Is it okay to hug your dog? Several years ago, word circulated around the internet that hugging is terrible for dogs. However, this isn’t entirely true. Here’s the quick answer: Fido may not hate your warm embrace, but he’s also not the biggest fan. He’s basically just tolerating it. Heartbreaking, isn’t it? But that doesn’t mean your dog doesn’t love you! Keep reading to find out what it is you need to know when it comes to hugging dogs.
The History Behind the ‘Don’t Hug Your Dogs’ Belief
You might have first heard the news that hugging dogs was bad back in 2016 when Stanley Coren, PhD, professor emeritus at the University of British Columbia, wrote a piece for Psychology Today titled “The Data Says ‘Don’t Hug the Dog!’”
In his article, Dr. Coren conducted a study where he looked at 250 photos of people hugging dogs to determine whether the dogs pictured were exhibiting symptoms of stress: yawning, ears back, avoiding eye contact, and licking their owner’s face, for example. He concluded that 81.6 percent of dogs in his study were showing at least one sign of discomfort, stress, or anxiety. So, people quickly took to different sides of the dog-hugging argument.
Coren admits that his study was not peer-reviewed — a step that all scientific research must go through in order to be considered legitimate by the scientific community. But there’s still some truth to the idea that it is bad to hug your dog.
Is it okay to hug your dog?
Dogs have an entirely different communication style than humans, so the manner in which you greet your best friend (or even a stranger) would be totally different to the way Rufus greets his dog-park pals. According to the Centers for Disease Control and Prevention (CDC), roughly 4.5 million dog bites occur each year — some of which are the result of miscommunications between pet and owner.
The reason animal behavior experts warn people against hugging their pets is because when they do so, dogs display stress symptoms such as backing away, looking away, walking away, averting their gaze, and yawning, says Jenn Barg, director of operations at the Larimer Humane Society and an associate certified applied animal behaviorist. “As humans, we tend to want to show affections in the way that humans show affection. A lot of dogs learn to tolerate [hugs] from us.”

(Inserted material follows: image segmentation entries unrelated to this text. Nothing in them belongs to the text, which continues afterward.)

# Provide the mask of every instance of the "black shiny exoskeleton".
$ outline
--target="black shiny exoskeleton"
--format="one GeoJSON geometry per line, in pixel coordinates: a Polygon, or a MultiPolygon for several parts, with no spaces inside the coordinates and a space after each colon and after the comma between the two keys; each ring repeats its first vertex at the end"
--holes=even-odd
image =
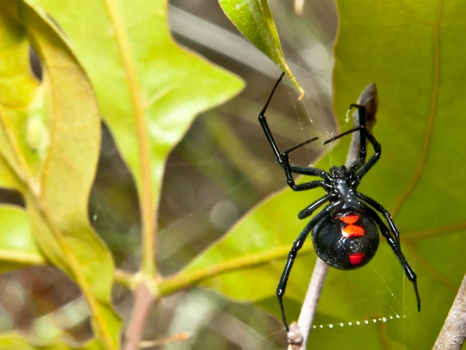
{"type": "Polygon", "coordinates": [[[318,137],[307,140],[283,152],[278,150],[267,125],[264,113],[283,75],[284,74],[282,74],[275,83],[264,108],[260,111],[259,122],[262,127],[277,162],[285,171],[286,183],[291,189],[294,191],[303,191],[320,187],[326,192],[325,196],[302,210],[298,214],[298,218],[299,219],[309,218],[319,207],[328,202],[309,220],[295,241],[278,282],[276,295],[286,331],[289,331],[289,328],[285,316],[283,297],[297,251],[302,247],[311,232],[312,232],[314,249],[320,259],[333,267],[351,270],[364,266],[374,257],[379,246],[379,231],[380,231],[398,258],[407,277],[412,282],[417,299],[418,310],[421,311],[421,298],[418,291],[416,276],[402,252],[398,228],[395,225],[390,213],[380,203],[358,190],[358,186],[362,178],[379,160],[381,153],[380,144],[365,127],[365,107],[362,105],[351,104],[349,111],[353,107],[358,109],[360,125],[324,142],[325,144],[352,132],[360,132],[359,159],[349,168],[344,165],[332,167],[330,172],[326,172],[313,167],[297,167],[290,164],[288,154],[318,139],[318,137]],[[367,161],[366,161],[366,139],[371,143],[374,150],[374,155],[367,161]],[[322,179],[296,184],[292,173],[318,176],[322,179]],[[386,223],[376,211],[383,216],[386,223]]]}

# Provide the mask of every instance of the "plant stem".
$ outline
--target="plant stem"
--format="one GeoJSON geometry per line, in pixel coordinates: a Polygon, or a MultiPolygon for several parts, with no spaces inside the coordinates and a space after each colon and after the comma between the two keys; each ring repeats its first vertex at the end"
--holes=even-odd
{"type": "MultiPolygon", "coordinates": [[[[376,113],[377,112],[378,98],[377,89],[373,83],[366,88],[358,99],[358,104],[366,106],[366,126],[372,130],[376,122],[376,113]]],[[[355,126],[359,125],[359,114],[356,111],[353,115],[353,122],[355,126]]],[[[349,167],[359,157],[360,150],[359,132],[353,132],[351,139],[346,162],[345,165],[349,167]]],[[[323,288],[328,265],[318,258],[316,261],[312,277],[309,281],[306,297],[301,307],[301,312],[298,318],[297,324],[293,322],[290,326],[290,332],[288,333],[288,350],[305,350],[309,330],[316,314],[320,293],[323,288]]]]}
{"type": "Polygon", "coordinates": [[[153,302],[154,296],[152,292],[146,283],[142,281],[138,285],[134,293],[134,307],[126,332],[125,350],[139,349],[139,342],[144,329],[144,323],[153,302]]]}
{"type": "Polygon", "coordinates": [[[466,340],[466,274],[433,350],[459,350],[466,340]]]}

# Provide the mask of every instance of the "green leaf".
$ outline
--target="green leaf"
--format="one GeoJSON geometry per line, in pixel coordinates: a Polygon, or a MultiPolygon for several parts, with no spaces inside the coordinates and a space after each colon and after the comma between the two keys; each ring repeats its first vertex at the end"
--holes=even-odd
{"type": "MultiPolygon", "coordinates": [[[[315,324],[346,326],[312,330],[310,336],[321,349],[337,348],[343,342],[346,349],[430,348],[466,266],[466,69],[462,60],[466,49],[458,41],[466,29],[466,9],[459,1],[339,1],[339,7],[335,111],[342,129],[350,128],[344,122],[348,106],[370,82],[376,83],[379,112],[374,134],[383,151],[360,190],[392,212],[403,251],[418,275],[423,304],[418,313],[412,285],[381,239],[367,266],[351,272],[330,269],[315,324]],[[373,324],[373,318],[382,317],[386,323],[373,324]],[[372,326],[365,326],[365,320],[372,326]],[[363,326],[355,328],[356,321],[363,326]]],[[[316,166],[344,164],[349,139],[334,145],[316,166]]],[[[297,214],[323,193],[287,188],[259,204],[166,281],[167,290],[202,282],[239,300],[274,298],[288,251],[306,222],[297,214]]],[[[302,301],[315,259],[308,239],[286,290],[295,302],[302,301]]],[[[299,310],[285,308],[288,321],[297,318],[299,310]]]]}
{"type": "Polygon", "coordinates": [[[102,347],[96,340],[92,340],[82,346],[71,346],[60,342],[50,345],[32,345],[24,337],[15,333],[4,333],[0,335],[0,350],[100,350],[102,347]]]}
{"type": "Polygon", "coordinates": [[[285,71],[299,90],[301,97],[304,91],[286,64],[280,44],[280,38],[267,0],[218,0],[225,14],[238,30],[276,63],[285,71]]]}
{"type": "Polygon", "coordinates": [[[0,272],[45,260],[34,242],[27,214],[17,206],[0,205],[0,272]]]}
{"type": "Polygon", "coordinates": [[[79,6],[28,2],[64,30],[92,83],[136,181],[143,216],[143,272],[153,277],[155,215],[169,152],[196,114],[227,101],[243,83],[174,42],[165,1],[85,0],[79,6]],[[76,25],[83,19],[85,25],[76,25]]]}
{"type": "MultiPolygon", "coordinates": [[[[41,250],[78,284],[92,312],[97,336],[106,349],[117,349],[120,321],[110,300],[113,262],[87,218],[100,147],[94,92],[46,17],[21,1],[2,1],[0,8],[2,27],[9,29],[0,34],[11,39],[14,33],[11,46],[22,48],[11,52],[18,61],[24,59],[24,43],[29,42],[44,71],[41,87],[29,92],[34,96],[29,104],[18,108],[5,94],[0,105],[0,160],[4,165],[0,179],[22,193],[41,250]]],[[[26,69],[22,74],[30,74],[24,64],[15,69],[18,75],[26,69]]],[[[10,79],[6,83],[5,90],[14,90],[22,82],[10,79]]]]}

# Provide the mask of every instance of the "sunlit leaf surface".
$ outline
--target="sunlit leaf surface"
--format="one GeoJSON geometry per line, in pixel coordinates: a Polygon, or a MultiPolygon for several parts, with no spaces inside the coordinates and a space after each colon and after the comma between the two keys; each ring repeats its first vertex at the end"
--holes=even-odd
{"type": "Polygon", "coordinates": [[[45,263],[34,242],[24,210],[0,206],[0,271],[45,263]]]}
{"type": "Polygon", "coordinates": [[[24,234],[24,225],[30,225],[47,259],[82,290],[96,335],[106,349],[116,349],[120,321],[110,301],[113,262],[87,218],[100,147],[93,90],[46,17],[13,0],[2,1],[0,8],[1,28],[7,29],[1,32],[0,42],[5,38],[16,58],[9,61],[9,67],[0,68],[10,68],[10,74],[23,77],[3,80],[0,89],[0,183],[21,192],[29,215],[29,223],[23,217],[15,229],[24,234]],[[27,64],[28,43],[43,68],[38,88],[27,64]],[[20,89],[23,100],[7,93],[20,89]]]}
{"type": "MultiPolygon", "coordinates": [[[[339,1],[339,8],[335,112],[341,128],[348,129],[348,106],[369,83],[376,83],[379,111],[374,133],[383,153],[360,190],[393,214],[404,254],[418,274],[423,304],[418,313],[411,283],[381,241],[367,266],[330,270],[315,324],[333,328],[311,330],[310,342],[320,349],[341,344],[345,349],[429,349],[466,266],[466,49],[458,41],[466,29],[466,9],[459,1],[339,1]]],[[[344,164],[348,141],[334,146],[316,165],[344,164]]],[[[238,300],[273,300],[284,258],[306,223],[297,214],[322,194],[285,189],[251,211],[179,276],[195,276],[238,300]]],[[[288,286],[287,298],[295,303],[302,300],[315,259],[309,239],[288,286]]],[[[288,318],[295,319],[299,310],[289,306],[288,318]]]]}
{"type": "Polygon", "coordinates": [[[71,346],[64,343],[55,343],[50,345],[31,344],[20,335],[4,333],[0,336],[0,350],[99,350],[102,349],[97,342],[92,341],[82,346],[71,346]]]}
{"type": "Polygon", "coordinates": [[[242,83],[174,43],[167,1],[28,2],[64,30],[92,83],[102,116],[134,176],[149,239],[143,270],[153,276],[150,236],[166,158],[196,114],[227,100],[242,83]]]}
{"type": "Polygon", "coordinates": [[[304,91],[283,57],[267,0],[218,0],[218,3],[238,30],[290,76],[302,95],[304,91]]]}

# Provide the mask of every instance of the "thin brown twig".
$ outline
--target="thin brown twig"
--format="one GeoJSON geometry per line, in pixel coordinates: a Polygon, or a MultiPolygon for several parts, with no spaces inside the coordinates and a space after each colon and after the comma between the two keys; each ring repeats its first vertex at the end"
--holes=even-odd
{"type": "Polygon", "coordinates": [[[145,281],[141,281],[134,292],[134,307],[126,332],[125,350],[139,349],[139,342],[144,329],[146,319],[154,303],[154,295],[145,281]]]}
{"type": "Polygon", "coordinates": [[[162,339],[155,340],[144,340],[139,342],[139,349],[150,348],[153,346],[159,346],[167,343],[172,342],[185,342],[191,338],[191,335],[187,332],[182,332],[174,335],[170,335],[162,339]]]}
{"type": "Polygon", "coordinates": [[[459,350],[466,340],[466,274],[433,350],[459,350]]]}
{"type": "MultiPolygon", "coordinates": [[[[372,83],[358,99],[358,104],[363,104],[366,107],[366,126],[369,130],[372,130],[375,125],[378,103],[377,88],[376,85],[372,83]]],[[[353,114],[353,121],[355,126],[359,125],[359,113],[357,111],[353,114]]],[[[351,145],[345,163],[346,167],[351,167],[358,160],[360,141],[359,132],[353,133],[351,145]]],[[[288,350],[305,350],[327,272],[328,265],[318,258],[301,307],[297,323],[293,322],[290,326],[290,332],[288,333],[290,344],[288,350]]]]}

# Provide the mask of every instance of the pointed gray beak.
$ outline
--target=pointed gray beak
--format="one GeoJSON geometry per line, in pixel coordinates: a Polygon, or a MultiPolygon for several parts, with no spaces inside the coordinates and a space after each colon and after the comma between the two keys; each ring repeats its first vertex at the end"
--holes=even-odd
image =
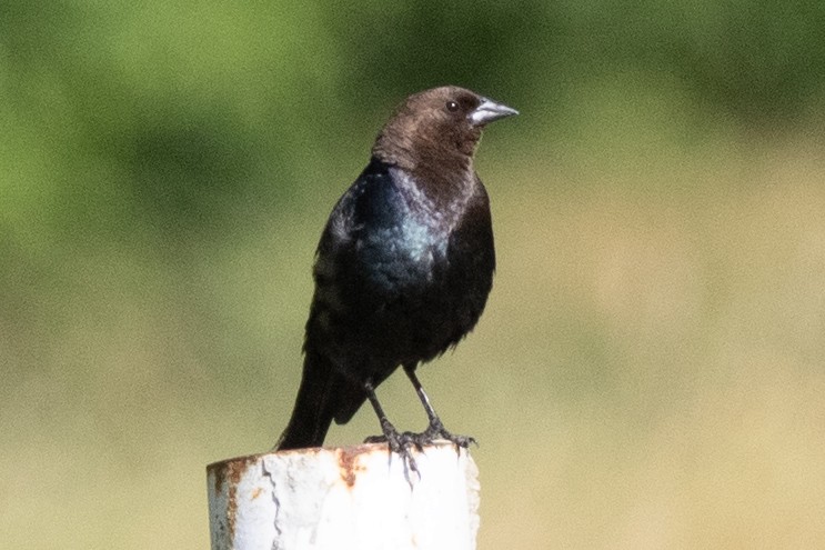
{"type": "Polygon", "coordinates": [[[487,122],[503,119],[504,117],[512,117],[513,114],[519,114],[519,111],[504,103],[496,103],[491,99],[481,98],[481,104],[470,113],[470,121],[473,126],[484,126],[487,122]]]}

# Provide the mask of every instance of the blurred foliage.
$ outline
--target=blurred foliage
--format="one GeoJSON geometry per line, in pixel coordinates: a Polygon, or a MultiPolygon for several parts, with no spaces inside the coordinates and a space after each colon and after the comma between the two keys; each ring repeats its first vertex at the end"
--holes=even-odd
{"type": "Polygon", "coordinates": [[[523,113],[479,159],[481,336],[424,369],[484,446],[481,548],[822,546],[823,29],[821,1],[3,1],[0,540],[203,548],[202,467],[291,408],[332,204],[454,83],[523,113]]]}

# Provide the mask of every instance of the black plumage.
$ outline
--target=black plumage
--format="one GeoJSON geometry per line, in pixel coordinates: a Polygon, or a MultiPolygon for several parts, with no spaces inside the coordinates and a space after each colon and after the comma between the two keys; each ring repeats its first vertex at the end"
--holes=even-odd
{"type": "MultiPolygon", "coordinates": [[[[495,269],[487,194],[473,169],[482,128],[516,111],[457,87],[406,99],[379,134],[370,163],[341,197],[314,267],[304,368],[278,449],[318,447],[369,399],[383,437],[409,447],[447,432],[415,368],[473,329],[495,269]],[[430,418],[423,433],[399,433],[374,388],[399,366],[430,418]]],[[[410,462],[414,468],[414,461],[410,462]]]]}

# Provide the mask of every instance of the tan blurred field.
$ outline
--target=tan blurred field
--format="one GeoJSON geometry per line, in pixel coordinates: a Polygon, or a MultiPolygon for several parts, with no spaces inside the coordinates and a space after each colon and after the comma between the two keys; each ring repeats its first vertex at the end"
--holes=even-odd
{"type": "MultiPolygon", "coordinates": [[[[480,548],[825,546],[825,157],[799,136],[624,162],[485,141],[495,288],[422,371],[481,441],[480,548]]],[[[205,464],[265,450],[291,408],[333,200],[165,274],[60,259],[67,309],[2,327],[30,366],[0,402],[3,547],[208,546],[205,464]]],[[[380,394],[423,427],[403,377],[380,394]]],[[[375,429],[363,410],[331,442],[375,429]]]]}

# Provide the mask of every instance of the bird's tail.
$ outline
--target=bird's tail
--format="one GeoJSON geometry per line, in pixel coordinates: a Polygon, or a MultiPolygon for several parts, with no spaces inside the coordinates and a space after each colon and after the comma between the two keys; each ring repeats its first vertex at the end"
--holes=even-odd
{"type": "Polygon", "coordinates": [[[301,387],[290,423],[275,443],[275,450],[321,447],[338,409],[340,376],[332,362],[319,353],[306,352],[301,387]]]}

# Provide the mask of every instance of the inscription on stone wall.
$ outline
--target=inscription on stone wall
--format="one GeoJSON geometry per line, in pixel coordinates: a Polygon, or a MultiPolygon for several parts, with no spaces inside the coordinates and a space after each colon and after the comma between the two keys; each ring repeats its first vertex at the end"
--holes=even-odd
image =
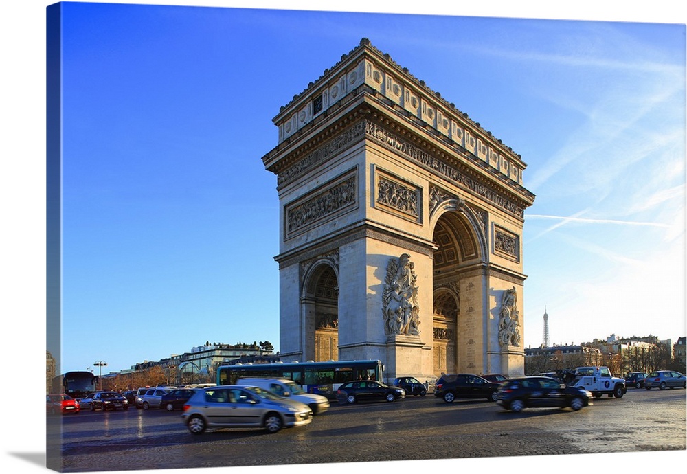
{"type": "Polygon", "coordinates": [[[434,328],[434,339],[453,341],[455,337],[455,331],[448,328],[434,328]]]}
{"type": "Polygon", "coordinates": [[[305,202],[287,206],[285,216],[287,235],[291,236],[313,223],[354,207],[357,202],[356,190],[356,176],[352,174],[305,202]]]}
{"type": "Polygon", "coordinates": [[[281,185],[291,181],[301,173],[308,171],[318,163],[327,159],[335,153],[338,153],[364,136],[365,123],[358,122],[348,130],[308,153],[293,166],[280,172],[277,177],[277,184],[281,185]]]}
{"type": "Polygon", "coordinates": [[[480,295],[477,294],[477,287],[472,282],[469,282],[463,288],[461,292],[461,306],[465,309],[464,328],[465,332],[463,334],[463,341],[466,343],[465,363],[467,368],[473,368],[477,363],[477,348],[475,343],[475,339],[479,340],[479,332],[477,332],[477,324],[480,321],[478,313],[475,311],[475,306],[479,302],[480,295]],[[463,297],[464,295],[464,297],[463,297]]]}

Bottom line? If your dog seems to really enjoy your hugs, go for it! Otherwise, find new ways to show him or her some love.
If we really want to shower our dogs with as much affection as they give us, we’ll have to learn to respect their boundaries. “The best thing owners can do to show that they love their dogs is to respect the dog’s comfort level, and if the dogs don’t enjoy being hugged, don’t do it!” Barg says.
Is there a proper way to pet your dog, if hugs are a no-go?
“Most dogs enjoy a nice neck and shoulder rub with long, slow strokes, and of course many dogs, including mine, offer up their belly for patting frequently,” says Terri Bright, PhD, a board-certified behavior analyst and professor at Northwestern University. “Primates hug. Dogs do not.”
Here’s another important tip: If you see a dog that isn’t yours (because it’s kind of hard not to pet a dog when you see one), resist the urge to run up to your new furry friend and tap him or her on the head.
“It would be great for dogs if humans could curb the impulse to thump every dog they see on the head. Many dogs don’t even like it when a person holds their hand out towards a dog. Think of how you feel when someone invades the space near you or over your head; it makes you nervous!” Dr. Bright says. “Instead, greet a dog by standing with your side facing them; pat your legs in an invitation to say hi, and, if the dog approaches and the owner gives permission, pet the dog on the chest.”
So, there you have it! Avoid hugging your dog if she’s showing signs of anxiety, and respect her space. Trust us, your pup would rather have a belly rub and a treat (just make sure it’s not a bone treat!). Your good boys and girls certainly deserve it.